Microsoft has released an emergency update to fix the March 2026 KB5079391 non-security preview update, which was pulled over the weekend after widespread installation failures were reported. The update’s sudden withdrawal came after a large volume of users flagged that the installation process was not completing as expected, leaving systems in inconsistent states.
The KB5079391 Update Was Pulled Over the Weekend
The KB5079391 non-security preview update, part of Microsoft’s March 2026 release cycle, was retracted shortly after distribution began. Users encountered failures during the installation process, with some experiencing partial installations and others unable to initiate the process at all. The scale of the reports was significant enough that Microsoft chose to halt the rollout entirely while the issue was investigated.
Non-security preview updates are typically optional releases that allow users and organizations to test upcoming changes before they are included in a mandatory patch. Because of their broader testing audience, problems with these releases can surface quickly and at scale.
What Went Wrong During Installation
The installation failures tied to KB5079391 were not isolated incidents. A wide range of users reported that the update would either fail partway through or not start at all. In some cases, partial installations left systems in a state that required manual intervention to restore functionality. The core issue centered on the update’s installation pipeline, though Microsoft did not publicly disclose the full technical breakdown before issuing the emergency fix.

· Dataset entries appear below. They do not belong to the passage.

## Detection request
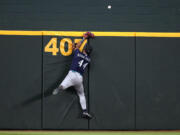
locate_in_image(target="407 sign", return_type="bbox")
[44,37,87,56]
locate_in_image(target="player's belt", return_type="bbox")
[70,70,83,76]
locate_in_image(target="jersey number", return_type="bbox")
[78,60,88,69]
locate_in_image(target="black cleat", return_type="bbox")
[82,112,92,119]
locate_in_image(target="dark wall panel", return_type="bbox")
[0,36,42,129]
[136,38,180,129]
[89,37,135,129]
[43,36,88,129]
[0,0,180,32]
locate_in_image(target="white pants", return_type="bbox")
[60,70,87,110]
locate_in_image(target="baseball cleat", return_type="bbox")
[52,88,59,95]
[82,112,92,119]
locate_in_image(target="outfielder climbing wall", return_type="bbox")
[0,0,180,129]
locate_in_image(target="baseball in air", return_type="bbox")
[108,5,111,9]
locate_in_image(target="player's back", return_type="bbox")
[70,49,91,75]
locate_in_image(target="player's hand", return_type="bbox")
[83,32,95,39]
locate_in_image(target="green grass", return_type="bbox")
[0,131,180,135]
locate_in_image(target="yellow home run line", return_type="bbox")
[0,30,180,37]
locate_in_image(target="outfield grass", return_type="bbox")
[0,131,180,135]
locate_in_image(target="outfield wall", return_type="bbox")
[0,0,180,130]
[0,31,180,130]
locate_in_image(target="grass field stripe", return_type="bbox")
[0,30,180,37]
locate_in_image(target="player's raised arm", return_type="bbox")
[73,32,94,50]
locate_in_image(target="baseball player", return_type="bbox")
[52,32,94,119]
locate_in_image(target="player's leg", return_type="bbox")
[75,83,92,119]
[52,72,73,95]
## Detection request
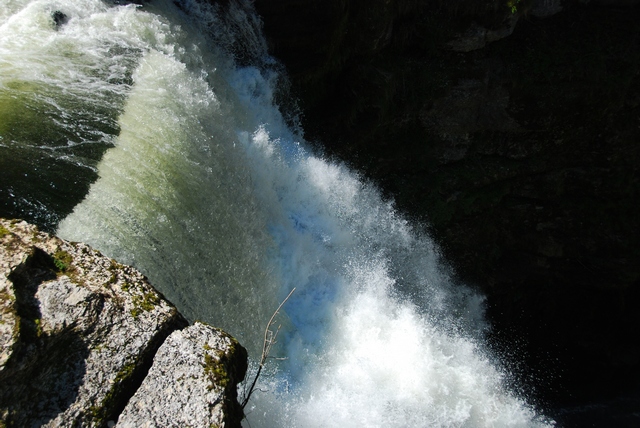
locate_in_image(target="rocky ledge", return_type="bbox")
[0,219,247,427]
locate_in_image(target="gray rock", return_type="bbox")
[0,219,187,427]
[117,323,247,428]
[531,0,562,18]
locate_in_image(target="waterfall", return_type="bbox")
[0,0,553,428]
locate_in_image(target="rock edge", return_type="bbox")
[0,219,247,427]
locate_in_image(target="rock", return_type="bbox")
[117,323,247,428]
[531,0,562,18]
[0,219,247,427]
[447,14,519,52]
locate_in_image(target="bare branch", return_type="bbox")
[241,287,296,409]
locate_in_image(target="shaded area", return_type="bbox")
[256,0,640,418]
[0,247,90,426]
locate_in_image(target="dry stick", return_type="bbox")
[242,287,296,410]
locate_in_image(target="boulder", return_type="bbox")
[117,322,247,428]
[0,219,247,427]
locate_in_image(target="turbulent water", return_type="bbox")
[0,0,553,428]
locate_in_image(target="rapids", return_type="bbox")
[0,0,553,428]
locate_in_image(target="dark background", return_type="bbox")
[250,0,640,426]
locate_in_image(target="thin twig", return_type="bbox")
[241,287,296,409]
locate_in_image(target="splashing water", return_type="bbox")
[0,0,553,427]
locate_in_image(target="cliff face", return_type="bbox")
[255,0,640,412]
[0,219,247,427]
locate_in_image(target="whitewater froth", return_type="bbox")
[0,0,547,427]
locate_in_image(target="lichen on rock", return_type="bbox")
[117,322,247,428]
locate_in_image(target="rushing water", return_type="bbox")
[0,0,553,427]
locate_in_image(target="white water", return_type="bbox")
[0,0,545,428]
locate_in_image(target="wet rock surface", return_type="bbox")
[0,219,246,427]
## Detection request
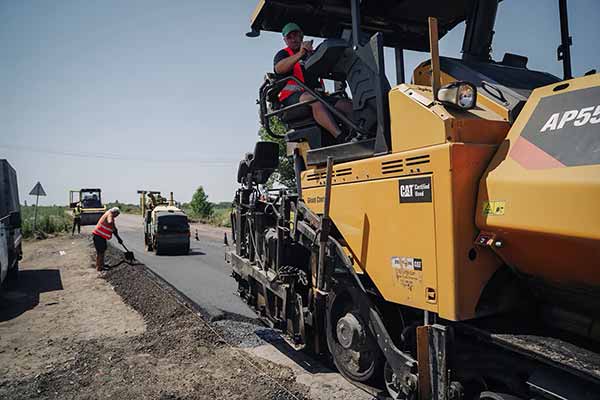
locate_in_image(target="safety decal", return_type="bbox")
[510,87,600,169]
[483,201,506,216]
[391,256,423,271]
[398,176,431,203]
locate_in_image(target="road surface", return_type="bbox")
[91,214,373,400]
[113,214,256,320]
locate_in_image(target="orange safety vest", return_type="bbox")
[92,210,115,240]
[278,47,304,101]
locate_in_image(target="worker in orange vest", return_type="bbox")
[273,22,352,138]
[92,207,123,271]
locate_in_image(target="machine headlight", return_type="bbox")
[437,82,477,110]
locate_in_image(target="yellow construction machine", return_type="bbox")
[69,188,106,225]
[227,0,600,400]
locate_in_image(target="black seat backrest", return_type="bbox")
[237,142,279,184]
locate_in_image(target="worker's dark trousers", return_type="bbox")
[71,218,81,235]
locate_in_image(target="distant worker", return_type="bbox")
[273,22,352,138]
[71,204,81,236]
[92,207,123,271]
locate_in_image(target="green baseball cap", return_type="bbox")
[281,22,302,36]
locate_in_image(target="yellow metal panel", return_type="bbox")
[389,85,447,153]
[477,74,600,285]
[303,178,437,311]
[303,143,501,320]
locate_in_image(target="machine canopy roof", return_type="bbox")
[251,0,473,51]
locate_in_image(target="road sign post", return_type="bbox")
[29,182,46,232]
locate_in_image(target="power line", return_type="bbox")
[0,143,239,166]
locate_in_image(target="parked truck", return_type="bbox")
[138,190,190,255]
[0,160,23,286]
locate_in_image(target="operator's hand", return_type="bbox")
[300,42,313,55]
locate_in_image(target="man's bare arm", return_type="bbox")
[275,48,306,75]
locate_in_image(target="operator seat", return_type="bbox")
[265,73,334,149]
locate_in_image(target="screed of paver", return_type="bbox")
[0,236,145,379]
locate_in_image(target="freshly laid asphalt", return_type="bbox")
[111,214,256,321]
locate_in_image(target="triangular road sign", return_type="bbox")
[29,182,46,196]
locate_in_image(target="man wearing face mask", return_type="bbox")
[273,22,352,138]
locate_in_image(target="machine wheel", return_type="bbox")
[326,285,384,386]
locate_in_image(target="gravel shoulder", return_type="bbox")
[0,236,309,400]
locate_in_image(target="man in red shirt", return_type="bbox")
[92,207,123,271]
[273,22,352,138]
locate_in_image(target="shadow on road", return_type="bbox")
[0,269,63,322]
[256,329,337,374]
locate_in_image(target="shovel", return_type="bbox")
[115,233,135,264]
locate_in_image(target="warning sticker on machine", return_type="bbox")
[392,256,423,271]
[482,201,506,216]
[398,176,431,203]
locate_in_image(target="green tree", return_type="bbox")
[258,117,296,189]
[190,186,213,218]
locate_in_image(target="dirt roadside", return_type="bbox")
[0,236,309,400]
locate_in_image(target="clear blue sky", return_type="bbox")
[0,0,600,204]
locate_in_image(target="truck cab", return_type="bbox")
[69,188,106,225]
[0,160,23,286]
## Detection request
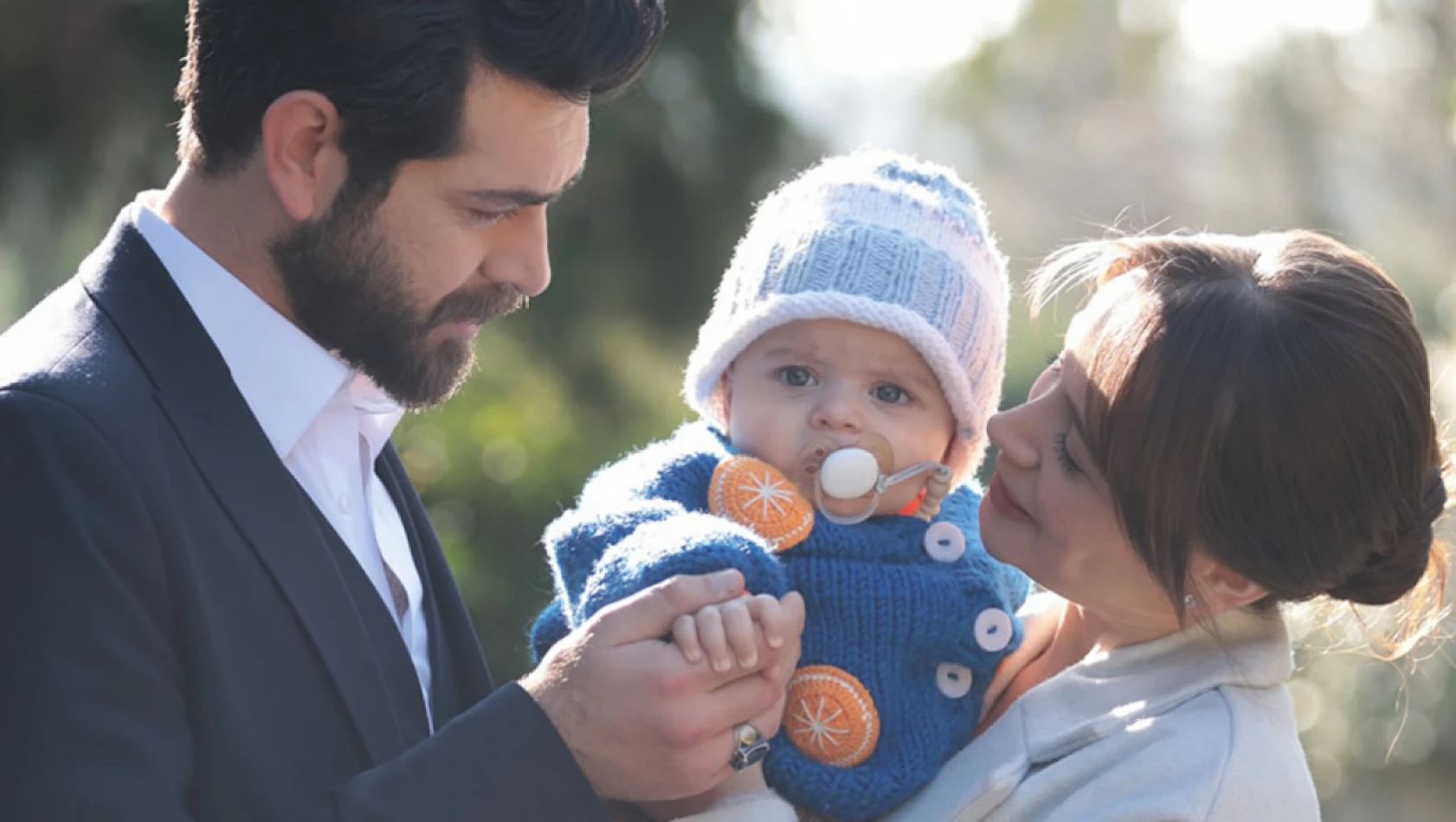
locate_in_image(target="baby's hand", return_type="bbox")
[673,594,789,673]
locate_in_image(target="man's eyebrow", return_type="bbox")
[466,169,585,208]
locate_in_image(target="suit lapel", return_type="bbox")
[374,444,491,718]
[79,207,406,764]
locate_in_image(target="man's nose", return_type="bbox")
[485,207,551,297]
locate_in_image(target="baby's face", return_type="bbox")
[725,320,955,515]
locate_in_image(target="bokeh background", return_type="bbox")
[0,0,1456,822]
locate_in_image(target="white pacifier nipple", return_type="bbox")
[809,433,950,525]
[820,448,879,499]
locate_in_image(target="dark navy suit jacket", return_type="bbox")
[0,207,606,822]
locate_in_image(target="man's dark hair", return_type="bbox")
[177,0,666,189]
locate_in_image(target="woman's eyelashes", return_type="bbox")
[1054,431,1080,474]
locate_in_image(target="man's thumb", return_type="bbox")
[591,568,743,645]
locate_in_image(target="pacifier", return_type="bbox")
[803,433,950,525]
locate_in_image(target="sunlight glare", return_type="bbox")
[1178,0,1375,66]
[763,0,1023,79]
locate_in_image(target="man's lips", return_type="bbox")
[986,472,1037,525]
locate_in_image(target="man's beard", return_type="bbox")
[269,186,525,408]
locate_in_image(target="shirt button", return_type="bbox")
[924,521,965,562]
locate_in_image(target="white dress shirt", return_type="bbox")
[134,192,434,730]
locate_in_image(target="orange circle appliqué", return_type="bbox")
[783,665,879,768]
[707,455,814,551]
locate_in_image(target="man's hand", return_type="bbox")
[521,570,803,801]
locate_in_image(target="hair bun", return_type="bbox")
[1330,467,1446,605]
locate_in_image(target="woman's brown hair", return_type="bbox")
[1034,231,1449,655]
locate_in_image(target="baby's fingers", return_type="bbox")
[718,596,758,669]
[749,594,792,647]
[673,614,703,665]
[693,602,732,673]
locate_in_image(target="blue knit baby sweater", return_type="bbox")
[532,422,1028,822]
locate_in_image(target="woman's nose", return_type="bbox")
[986,406,1040,468]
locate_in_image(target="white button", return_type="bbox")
[976,608,1012,653]
[924,523,965,562]
[935,662,974,700]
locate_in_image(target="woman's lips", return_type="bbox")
[986,472,1037,525]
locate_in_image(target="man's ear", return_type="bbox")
[261,90,348,222]
[1189,551,1268,615]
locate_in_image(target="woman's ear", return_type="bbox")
[1189,551,1268,615]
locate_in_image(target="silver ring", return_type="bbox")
[728,722,769,771]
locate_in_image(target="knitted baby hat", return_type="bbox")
[683,150,1009,472]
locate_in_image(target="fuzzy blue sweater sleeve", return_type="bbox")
[532,422,789,659]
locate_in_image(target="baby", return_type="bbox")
[532,151,1028,820]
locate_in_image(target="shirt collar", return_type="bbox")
[1014,608,1294,761]
[134,192,405,459]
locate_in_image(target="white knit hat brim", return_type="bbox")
[683,291,1003,467]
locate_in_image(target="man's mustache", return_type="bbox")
[429,282,527,329]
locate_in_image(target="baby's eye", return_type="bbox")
[779,365,814,389]
[873,382,910,406]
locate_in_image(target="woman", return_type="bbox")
[673,231,1447,822]
[892,231,1447,822]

Microsoft Issued an Emergency Update to Resolve the Problem
Following the weekend withdrawal, Microsoft moved quickly to release an emergency update designed to correct the installation failures associated with KB5079391. This fix allows users to apply the original update without running into the problems that triggered the initial pullback.
How the Fix Was Deployed
Microsoft’s response followed a structured path from identification to resolution. Engineers diagnosed the root cause of the installation failures, developed a targeted fix, and pushed it through the standard update delivery infrastructure. Users who had previously been unable to install KB5079391 can now attempt the installation again through Windows Update with the corrected version in place.
What This Means for Affected Users
Users who encountered errors during the initial rollout of KB5079391 should now be able to complete the installation without the complications that prompted Microsoft to withdraw the update. Organizations that had paused deployment pending a resolution can resume applying the update through their standard patch management workflows.
Microsoft’s handling of the KB5079391 issue reflects the kind of rapid response expected when a broadly distributed update causes system-level disruption. The company continues to monitor feedback following the emergency fix to confirm that the installation process is functioning as intended across affected systems.